La única posible molestia es que haya alguna turista clavándole su mirada envidiosa desde algún puentecillo. Como no hay prisa, lo mejor es atracar cerca de alguno de los cientos de coffe shops y fumarse un porrito mirando las paredes de colores con tulipanes.

La otra posibilidad es que viva directamente en el agua. No, no hace falta mojarse. Basta con tener una casa-barco en Reguliersgracht. Decoradas como sólo un holandés lo puede hacer, con buen gusto, originalidad y dejándole muy poco espacio a la intimidad. Ámsterdam es una ciudad de voyeurs, de exhibicionistas o de ambas cosas. El lugar perfecto para un cotilla. A mí me encanta. Las cortinas no existen o no se corren, así que, si se trata de un barco-casa, puedes ver la disposición de todas las habitaciones y lo que sus habitantes andan haciendo en ellas. Si son viviendas normales, idem de idem: las cocinas y las bibliotecas suelen ser las mejores partes de las casas.

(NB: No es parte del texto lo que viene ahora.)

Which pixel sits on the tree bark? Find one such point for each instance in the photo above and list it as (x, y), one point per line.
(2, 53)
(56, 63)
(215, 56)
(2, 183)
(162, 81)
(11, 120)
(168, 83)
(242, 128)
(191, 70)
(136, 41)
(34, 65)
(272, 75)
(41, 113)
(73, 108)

Si hablamos de piso, uno tiene la sensación de estar viendo un tebeo de 13 Rue del Percebe. El buen gusto no es general, claro, sirva de ejemplo una casa que tenía en el alfeizar de la ventana una colección de muñequitos de novios y novias de esos que se ponen en lo alto del pastel de bodas. Una de las teorías que intentamos fue que se trataba de una viejecita a la que le habían dejado plantada en el altar hace mucho mucho tiempo y que había jurado cual Escarlata O’Hara en Tara que tendría hijos para formar dos equipos de fútbol y que emplearía toda su vida para casarlos uno por uno aunque se dejase su salud en tan noble misión. Sí, en Ámsterdam si algo hay es tiempo para reflexionar sobre cosas absurdas.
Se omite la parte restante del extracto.